The nearest neighborhood to the proposed crematory in East Oakland is less than one-half mile up 98th Avenue, not far from Interstate 880. Nehanda Imara, an organizer for Communities for a Better Environment, disagreed with the Air Quality District’s approval and said the crematory would harm the neighborhood’s air quality. “These regulatory agencies, they don’t have a lot of enforcement,” she said, “So it would take a million people to call in until they say ‘OK let’s see what’s going on in this facility.’
“It’s not just Communities for a Better Environment, it’s the community, it’s the businesses, it’s the public health (department), it’s residents who live there who don’t want this,” Imara added. “They want a kind of business that’s going to be healthy, green and going to bring jobs to East Oakland.”
Many residents in the neighborhood said they were unaware of the proposal.

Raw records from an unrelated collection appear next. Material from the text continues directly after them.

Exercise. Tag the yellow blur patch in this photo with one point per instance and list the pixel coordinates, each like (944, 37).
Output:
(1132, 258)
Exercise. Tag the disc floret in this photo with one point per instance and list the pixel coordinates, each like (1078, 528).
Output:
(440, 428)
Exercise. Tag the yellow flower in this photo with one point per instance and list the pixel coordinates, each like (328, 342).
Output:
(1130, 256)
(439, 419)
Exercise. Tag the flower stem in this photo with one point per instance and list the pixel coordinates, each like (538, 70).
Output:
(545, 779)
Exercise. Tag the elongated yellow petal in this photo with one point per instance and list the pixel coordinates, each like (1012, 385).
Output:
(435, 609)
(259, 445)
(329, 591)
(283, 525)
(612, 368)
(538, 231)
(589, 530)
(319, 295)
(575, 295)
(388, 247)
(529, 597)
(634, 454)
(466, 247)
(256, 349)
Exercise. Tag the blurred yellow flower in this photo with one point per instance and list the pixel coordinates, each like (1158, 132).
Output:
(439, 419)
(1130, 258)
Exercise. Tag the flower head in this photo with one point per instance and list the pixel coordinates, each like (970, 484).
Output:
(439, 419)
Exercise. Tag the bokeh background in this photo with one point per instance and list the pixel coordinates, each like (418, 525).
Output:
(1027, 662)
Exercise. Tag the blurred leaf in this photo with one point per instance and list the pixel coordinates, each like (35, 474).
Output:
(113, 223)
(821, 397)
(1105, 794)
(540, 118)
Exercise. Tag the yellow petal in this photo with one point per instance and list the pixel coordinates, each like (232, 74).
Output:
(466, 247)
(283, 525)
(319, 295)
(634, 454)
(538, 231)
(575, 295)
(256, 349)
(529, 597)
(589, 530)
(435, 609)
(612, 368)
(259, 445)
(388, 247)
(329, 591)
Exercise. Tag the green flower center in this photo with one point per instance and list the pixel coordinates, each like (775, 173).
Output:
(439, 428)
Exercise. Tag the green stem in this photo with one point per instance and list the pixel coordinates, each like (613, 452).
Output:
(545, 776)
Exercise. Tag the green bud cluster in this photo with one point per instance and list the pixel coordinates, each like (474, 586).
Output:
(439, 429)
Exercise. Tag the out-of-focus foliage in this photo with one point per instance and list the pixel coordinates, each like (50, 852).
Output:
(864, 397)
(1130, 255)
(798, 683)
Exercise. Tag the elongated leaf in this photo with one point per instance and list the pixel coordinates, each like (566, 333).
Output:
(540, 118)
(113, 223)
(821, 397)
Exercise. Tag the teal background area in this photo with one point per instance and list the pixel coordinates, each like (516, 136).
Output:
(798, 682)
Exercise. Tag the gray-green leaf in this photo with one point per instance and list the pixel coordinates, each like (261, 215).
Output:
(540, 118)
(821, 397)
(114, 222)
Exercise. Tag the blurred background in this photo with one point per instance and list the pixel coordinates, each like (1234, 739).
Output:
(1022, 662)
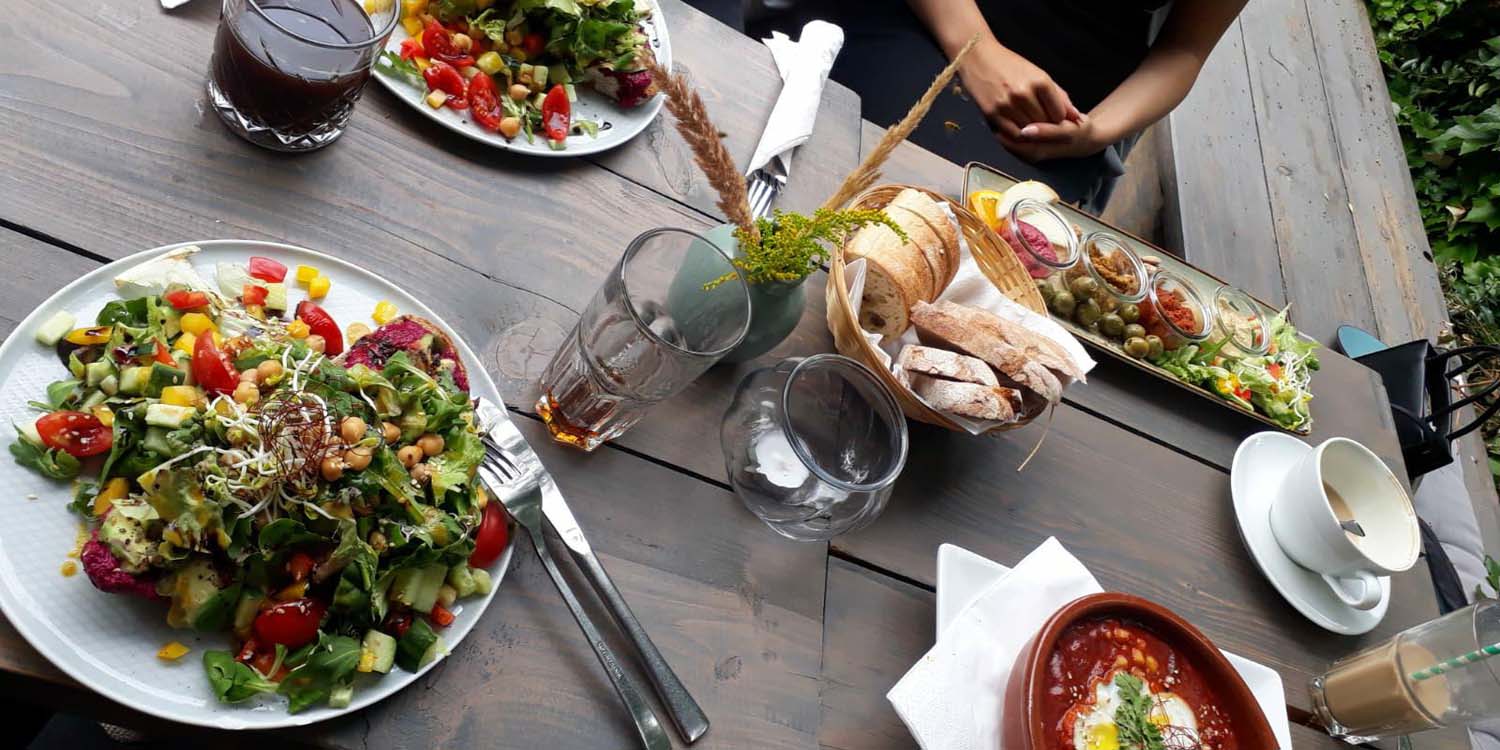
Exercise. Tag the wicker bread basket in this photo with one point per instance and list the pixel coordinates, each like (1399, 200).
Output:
(996, 261)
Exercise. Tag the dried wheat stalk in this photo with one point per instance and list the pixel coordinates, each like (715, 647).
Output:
(708, 149)
(869, 171)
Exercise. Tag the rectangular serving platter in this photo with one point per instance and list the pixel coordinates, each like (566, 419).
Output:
(983, 177)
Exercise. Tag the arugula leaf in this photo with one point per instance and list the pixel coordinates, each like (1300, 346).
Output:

Freddie Murray, an employee of the San Francisco Public Health Department, who was visiting a friend on Hesket Road, said the residents here are predominately older in age or Hispanic, and not vocal about local issues.
Imara, who with Communities for a Better Environment is assisting Buford’s signature campaign, said she hopes the city rejects the crematory. “I just think that we want to hear some good news coming in to East Oakland,” she said. “We want to not always have to fight something bad that’s happening to … we’d like to spend more energy trying to work with the city to create more access to starting community gardens.”